The company – which specialises in designing and manufacturing high-end audio and video products ranging from speakers to television sets – has in fact been based in the same area since it was founded by Peter Bang and Svend Olufsen in 1925.
The two fresh-faced engineers set up their own radio factory in the attic of Olufsen’s family home, Quistrip Manor, after both graduating from the Electrotechnical School in Aarhus a couple of years earlier. Together they launched the Eliminator radio component – part of the first mains powered radio in Denmark – as the first official B&O product later that year.
The company has gone on to become one of the key players in the electronics market, working with designers like Jacob Jensen and David Lewis to develop internationally renowned designs including its Beogram 4000 double-armed record player and the BeoSound 9000, a six-CD changer designed to be the user’s own personal jukebox.
Over 90 years after being founded, B&O’s mark is still very much felt in Struer. Roughly a third of the town’s 10,000-strong population are employed at The Farm; a striking box-like structure inspired by the solitary farmhouses seen in the area, which the company has called its home since 1998.
Employees that have worked for B&O for over 25 years (over 1,200 and counting) are immortalised on the company’s “Wall of Fame” – a 30-metre stretch of wall in The Farm’s canteen, featuring black & white portraits of the workers.
B&O’s design story has also been immortalised with the opening of its own museum in the town in 2008, which showcases a selection of the 3,000 products the company has developed since it was established, accompanied by a wide range of brochures, posters, pamphlets, pictures and films from over the years.
What is clear from the company’s ongoing association with its hometown is that it prides itself on being a “proud Danish brand” – an attribute that it actively seeks to manifest through its design aesthetic, says B&O’s head of design, brand and marketing, Marie Kristine Schmidt.
For the past five years Schmidt – who has previously worked in Intellectual Property development and advertising – has headed up a 15-strong design team split across B&O’s Struer headquarters and a smaller office in Copenhagen, comprising concept managers, design managers and user experience designers.
Interestingly though, when it comes to designing specific products Schmidt is keen to stress that “we don’t have designers working in-house”. Instead the company has a pool of seven to eight trusted designers that it regularly works with on different product launches, depending on their areas of expertise.

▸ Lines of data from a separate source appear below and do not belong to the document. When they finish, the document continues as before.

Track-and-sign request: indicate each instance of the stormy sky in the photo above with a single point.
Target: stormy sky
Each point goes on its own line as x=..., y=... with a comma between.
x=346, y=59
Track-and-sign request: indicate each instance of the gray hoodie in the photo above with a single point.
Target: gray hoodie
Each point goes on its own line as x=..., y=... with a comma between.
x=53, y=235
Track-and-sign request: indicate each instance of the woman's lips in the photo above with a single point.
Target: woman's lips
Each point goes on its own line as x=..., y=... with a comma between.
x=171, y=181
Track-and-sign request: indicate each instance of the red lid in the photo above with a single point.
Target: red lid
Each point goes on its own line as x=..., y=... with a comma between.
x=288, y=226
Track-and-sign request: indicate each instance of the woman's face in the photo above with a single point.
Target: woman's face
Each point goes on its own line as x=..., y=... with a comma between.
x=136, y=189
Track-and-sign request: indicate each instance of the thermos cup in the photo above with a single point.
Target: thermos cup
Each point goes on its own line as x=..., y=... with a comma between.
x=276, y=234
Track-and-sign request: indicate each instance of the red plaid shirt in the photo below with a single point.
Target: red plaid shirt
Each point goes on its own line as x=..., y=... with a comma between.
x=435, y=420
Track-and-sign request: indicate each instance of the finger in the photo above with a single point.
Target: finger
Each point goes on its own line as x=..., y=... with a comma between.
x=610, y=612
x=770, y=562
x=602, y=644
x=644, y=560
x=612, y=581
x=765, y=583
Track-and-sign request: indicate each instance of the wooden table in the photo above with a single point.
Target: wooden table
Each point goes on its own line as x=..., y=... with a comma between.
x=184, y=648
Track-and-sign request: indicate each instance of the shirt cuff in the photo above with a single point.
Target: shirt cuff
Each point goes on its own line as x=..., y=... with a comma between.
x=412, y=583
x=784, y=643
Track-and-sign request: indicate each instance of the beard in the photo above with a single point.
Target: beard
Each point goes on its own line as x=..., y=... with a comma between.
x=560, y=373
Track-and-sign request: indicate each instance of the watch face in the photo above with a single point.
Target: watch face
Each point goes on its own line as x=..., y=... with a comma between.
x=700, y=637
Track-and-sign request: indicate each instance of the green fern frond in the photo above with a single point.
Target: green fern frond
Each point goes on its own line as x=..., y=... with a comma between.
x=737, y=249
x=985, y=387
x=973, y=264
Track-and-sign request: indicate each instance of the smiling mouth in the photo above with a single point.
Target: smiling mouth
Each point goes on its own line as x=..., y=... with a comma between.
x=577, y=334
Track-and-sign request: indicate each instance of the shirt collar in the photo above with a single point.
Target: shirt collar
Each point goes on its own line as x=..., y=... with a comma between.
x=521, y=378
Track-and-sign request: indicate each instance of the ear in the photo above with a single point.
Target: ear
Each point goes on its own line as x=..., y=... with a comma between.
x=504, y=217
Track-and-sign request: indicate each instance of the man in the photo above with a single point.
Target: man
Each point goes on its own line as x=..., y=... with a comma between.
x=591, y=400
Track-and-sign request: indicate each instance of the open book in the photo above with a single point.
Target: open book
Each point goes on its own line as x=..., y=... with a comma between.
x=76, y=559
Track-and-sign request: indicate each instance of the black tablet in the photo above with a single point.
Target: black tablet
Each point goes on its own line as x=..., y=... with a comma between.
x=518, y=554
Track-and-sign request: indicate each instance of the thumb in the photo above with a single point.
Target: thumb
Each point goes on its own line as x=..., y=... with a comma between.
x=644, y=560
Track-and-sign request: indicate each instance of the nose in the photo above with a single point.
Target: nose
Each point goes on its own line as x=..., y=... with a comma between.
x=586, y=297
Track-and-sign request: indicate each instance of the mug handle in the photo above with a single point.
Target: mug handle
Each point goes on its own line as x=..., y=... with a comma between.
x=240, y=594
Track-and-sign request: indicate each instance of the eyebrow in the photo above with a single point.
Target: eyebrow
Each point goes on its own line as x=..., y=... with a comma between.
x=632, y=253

During the course of a typical project, the lead designer will frequently sit in with B&O’s in-house team during a series of one or two-day long workshops.
“I think they challenge us in a different way because they are exposed to other industries and businesses,” Schmidt says about B&O’s process of working with external designers. “They are not dragged down by some of the things you will be if you work in a business where you spend every day there. They come in with a fresh mind, a fresh outlook, a fresh perspective and that’s what they drive towards.”
From then onwards, Schmidt describes the rest of the process as being very iterative. “We go fast into models, we go fast into physical objects [and] we go fast into testing,” she says.
This approach has helped B&O to gain a reputation for reliably crisp acoustics and a modern design aesthetic that manages to feel Danish but also outward-looking at the same time.
While the company is not afraid to push the boundaries of what audio design should look and sound like – as seen with the £54,000, 65kg BeoLab 90 speaker with “360-degree sound” designed to coincide with its 90th birthday in 2015 – the heart of its design aesthetic is essentially “domesticated”, says Schmidt.
“We always try to start with understanding the customer. It’s about humans, and that’s really where we drive from.”